Municipal authorities have pledged to shut polluting factories and limit the number of cars in response to growing public concern that dirty air and water are damaging people's health. China, which now uses coal for about 65 per cent of its energy, should cut that ratio by two percentage points a year, according to Li.

Higher levels of pollution were reported in other parts of northern and central China. The air quality indexes in the cities of Shijiazhuang and Xingtai in Hebei province and Yangquan of Shanxi province were noticeably higher.

Things are so bad in Shijiazhuang that Li Guixin yesterday became the first person in the country to sue the government for failing to curb air pollution.

Mr Li submitted his complaint to a district court, asking the Shijiazhuang municipal environmental protection bureau to "perform its duty to control air pollution according to the law", the Yanzhao Metropolis Daily reported.

Last month, the ministry of environmental protection issued China’s local authorities targets to cut levels of major air pollutants by five per cent to 25 per cent by 2017 as compared with 2012 levels.


Orange alert
Beijing went on orange alert – the second highest level – for the first time on Friday.

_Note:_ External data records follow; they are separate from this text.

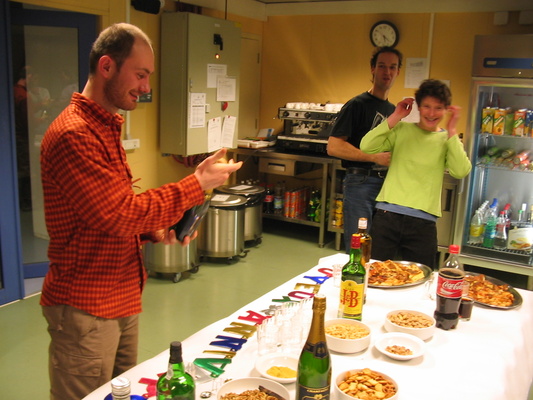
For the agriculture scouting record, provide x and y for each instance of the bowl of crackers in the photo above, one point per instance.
(365, 384)
(253, 389)
(412, 322)
(400, 346)
(347, 335)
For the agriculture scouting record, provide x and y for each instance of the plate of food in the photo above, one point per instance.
(491, 292)
(397, 274)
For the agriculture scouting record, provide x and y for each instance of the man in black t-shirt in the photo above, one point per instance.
(364, 172)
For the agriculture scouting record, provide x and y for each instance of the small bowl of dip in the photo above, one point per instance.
(281, 368)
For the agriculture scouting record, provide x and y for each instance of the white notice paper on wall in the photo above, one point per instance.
(226, 88)
(228, 131)
(213, 71)
(197, 110)
(214, 133)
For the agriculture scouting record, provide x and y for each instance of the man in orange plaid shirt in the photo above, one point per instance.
(91, 295)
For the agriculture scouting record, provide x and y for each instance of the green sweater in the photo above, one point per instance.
(418, 161)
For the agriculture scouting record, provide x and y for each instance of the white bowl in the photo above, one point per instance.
(422, 333)
(240, 385)
(340, 395)
(347, 345)
(264, 363)
(413, 343)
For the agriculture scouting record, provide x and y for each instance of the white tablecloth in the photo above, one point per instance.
(489, 357)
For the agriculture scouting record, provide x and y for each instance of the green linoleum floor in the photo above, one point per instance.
(171, 311)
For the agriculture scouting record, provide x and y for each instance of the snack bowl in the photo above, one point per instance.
(411, 342)
(423, 333)
(266, 362)
(340, 345)
(240, 385)
(340, 394)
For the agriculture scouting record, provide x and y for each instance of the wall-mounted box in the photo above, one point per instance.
(194, 49)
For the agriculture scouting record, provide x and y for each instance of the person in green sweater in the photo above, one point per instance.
(409, 203)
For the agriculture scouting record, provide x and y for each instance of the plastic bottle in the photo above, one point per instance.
(353, 276)
(176, 383)
(500, 238)
(449, 290)
(268, 203)
(314, 365)
(490, 225)
(508, 216)
(278, 199)
(476, 229)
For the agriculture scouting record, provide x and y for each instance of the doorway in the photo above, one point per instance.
(49, 61)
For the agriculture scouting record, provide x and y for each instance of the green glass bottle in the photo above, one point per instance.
(352, 291)
(314, 365)
(176, 384)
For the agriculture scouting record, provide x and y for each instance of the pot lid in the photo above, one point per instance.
(241, 189)
(221, 200)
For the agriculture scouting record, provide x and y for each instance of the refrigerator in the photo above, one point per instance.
(501, 96)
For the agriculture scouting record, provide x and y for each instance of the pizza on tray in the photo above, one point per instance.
(391, 273)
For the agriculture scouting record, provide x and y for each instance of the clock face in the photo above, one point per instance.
(384, 33)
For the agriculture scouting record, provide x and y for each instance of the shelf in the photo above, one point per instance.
(495, 167)
(505, 136)
(293, 220)
(520, 257)
(290, 164)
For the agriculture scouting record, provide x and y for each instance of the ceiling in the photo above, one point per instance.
(294, 1)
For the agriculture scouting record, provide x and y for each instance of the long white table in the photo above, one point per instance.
(489, 357)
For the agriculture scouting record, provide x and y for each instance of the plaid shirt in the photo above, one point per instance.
(94, 219)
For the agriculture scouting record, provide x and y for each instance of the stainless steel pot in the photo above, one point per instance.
(221, 233)
(253, 211)
(171, 259)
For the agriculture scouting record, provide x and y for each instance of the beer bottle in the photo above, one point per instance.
(353, 277)
(314, 365)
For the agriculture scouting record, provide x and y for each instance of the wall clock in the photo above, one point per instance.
(384, 33)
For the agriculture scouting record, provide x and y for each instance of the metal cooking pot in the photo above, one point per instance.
(253, 208)
(171, 258)
(221, 233)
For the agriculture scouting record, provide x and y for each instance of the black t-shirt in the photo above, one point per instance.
(358, 116)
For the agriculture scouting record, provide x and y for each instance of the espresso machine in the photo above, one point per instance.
(306, 126)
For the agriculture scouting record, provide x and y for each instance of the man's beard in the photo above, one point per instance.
(116, 97)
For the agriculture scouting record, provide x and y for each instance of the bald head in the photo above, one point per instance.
(116, 41)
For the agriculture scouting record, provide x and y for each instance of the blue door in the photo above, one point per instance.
(45, 57)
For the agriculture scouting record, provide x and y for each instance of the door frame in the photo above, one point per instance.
(10, 238)
(11, 261)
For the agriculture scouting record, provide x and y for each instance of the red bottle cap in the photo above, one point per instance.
(454, 249)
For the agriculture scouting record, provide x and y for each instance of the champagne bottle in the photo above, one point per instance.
(314, 365)
(176, 384)
(353, 278)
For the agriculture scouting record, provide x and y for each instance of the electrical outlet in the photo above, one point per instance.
(131, 144)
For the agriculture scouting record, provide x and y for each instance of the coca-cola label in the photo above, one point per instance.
(450, 287)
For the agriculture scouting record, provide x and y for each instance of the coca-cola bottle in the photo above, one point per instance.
(449, 290)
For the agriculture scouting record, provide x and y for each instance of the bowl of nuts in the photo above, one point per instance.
(347, 335)
(364, 384)
(412, 322)
(400, 346)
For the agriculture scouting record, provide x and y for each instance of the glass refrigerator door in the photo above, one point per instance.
(501, 149)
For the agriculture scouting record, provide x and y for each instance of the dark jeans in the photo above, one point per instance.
(360, 192)
(401, 237)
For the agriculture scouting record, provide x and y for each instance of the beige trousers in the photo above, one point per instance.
(87, 351)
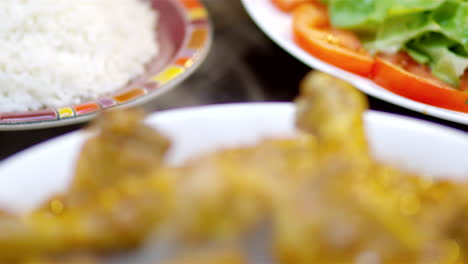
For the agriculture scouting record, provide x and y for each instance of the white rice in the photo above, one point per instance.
(61, 52)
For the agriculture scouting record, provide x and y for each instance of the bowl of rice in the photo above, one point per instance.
(63, 62)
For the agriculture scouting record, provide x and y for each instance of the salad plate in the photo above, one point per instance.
(184, 37)
(411, 144)
(278, 26)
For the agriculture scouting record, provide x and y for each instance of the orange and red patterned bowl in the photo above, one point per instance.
(184, 36)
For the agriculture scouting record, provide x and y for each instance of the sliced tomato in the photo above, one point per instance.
(289, 5)
(402, 75)
(314, 34)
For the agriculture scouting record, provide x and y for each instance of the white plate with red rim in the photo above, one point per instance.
(278, 26)
(415, 145)
(184, 37)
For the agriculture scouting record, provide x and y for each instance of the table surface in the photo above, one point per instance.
(243, 66)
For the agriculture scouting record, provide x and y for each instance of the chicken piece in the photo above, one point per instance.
(316, 198)
(332, 109)
(123, 148)
(112, 203)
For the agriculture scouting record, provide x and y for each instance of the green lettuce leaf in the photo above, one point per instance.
(433, 32)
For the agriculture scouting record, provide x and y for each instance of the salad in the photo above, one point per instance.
(414, 48)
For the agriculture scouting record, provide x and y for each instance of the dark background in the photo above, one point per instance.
(243, 66)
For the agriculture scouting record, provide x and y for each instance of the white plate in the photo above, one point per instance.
(409, 143)
(277, 25)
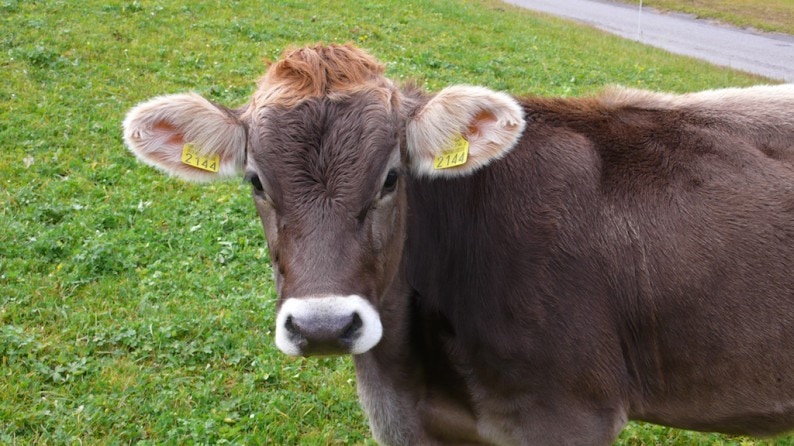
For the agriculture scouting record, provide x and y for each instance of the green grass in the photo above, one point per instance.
(137, 309)
(765, 15)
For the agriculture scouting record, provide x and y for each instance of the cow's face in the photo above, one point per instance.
(326, 143)
(327, 177)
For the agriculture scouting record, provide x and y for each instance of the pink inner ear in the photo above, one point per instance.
(479, 123)
(163, 128)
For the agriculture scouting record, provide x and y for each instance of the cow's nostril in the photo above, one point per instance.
(352, 329)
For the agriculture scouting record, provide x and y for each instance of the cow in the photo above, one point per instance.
(515, 271)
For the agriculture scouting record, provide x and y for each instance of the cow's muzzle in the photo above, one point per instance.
(329, 325)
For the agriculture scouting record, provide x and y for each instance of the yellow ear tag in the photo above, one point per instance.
(192, 158)
(452, 156)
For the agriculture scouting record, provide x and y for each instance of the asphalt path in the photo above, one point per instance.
(767, 54)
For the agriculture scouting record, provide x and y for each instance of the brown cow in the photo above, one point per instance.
(534, 271)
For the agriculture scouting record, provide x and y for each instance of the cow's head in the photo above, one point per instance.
(327, 143)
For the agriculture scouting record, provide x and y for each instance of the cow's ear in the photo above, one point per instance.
(188, 136)
(462, 129)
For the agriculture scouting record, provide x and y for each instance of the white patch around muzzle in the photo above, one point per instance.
(349, 324)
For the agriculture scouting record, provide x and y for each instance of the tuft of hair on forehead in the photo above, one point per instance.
(318, 71)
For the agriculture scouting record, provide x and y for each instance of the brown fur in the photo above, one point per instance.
(335, 71)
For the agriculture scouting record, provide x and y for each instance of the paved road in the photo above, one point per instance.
(767, 54)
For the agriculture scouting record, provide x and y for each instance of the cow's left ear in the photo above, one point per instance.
(462, 129)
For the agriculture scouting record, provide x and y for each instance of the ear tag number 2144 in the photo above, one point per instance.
(455, 155)
(192, 158)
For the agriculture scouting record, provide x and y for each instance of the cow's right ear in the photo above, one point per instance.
(188, 136)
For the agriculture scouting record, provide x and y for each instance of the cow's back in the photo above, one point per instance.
(634, 249)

Manufacturing plants in the city have suspended or cut production, building work is halted, and no barbecues are allowed.

The Beijing municipal commission of economy and information technology said 36 companies have halted production and another 75 have cut their output since February 21st in the capital.

It was hard to tell whether there was a connection between the smog and the latest populist outing by China's president, Xi Jinping, who shocked locals by visiting courtyard homes and chatting with pedestrians near the popular Nanluoguxiang shopping street, drawing praise from social media users for his unusual public diplomacy.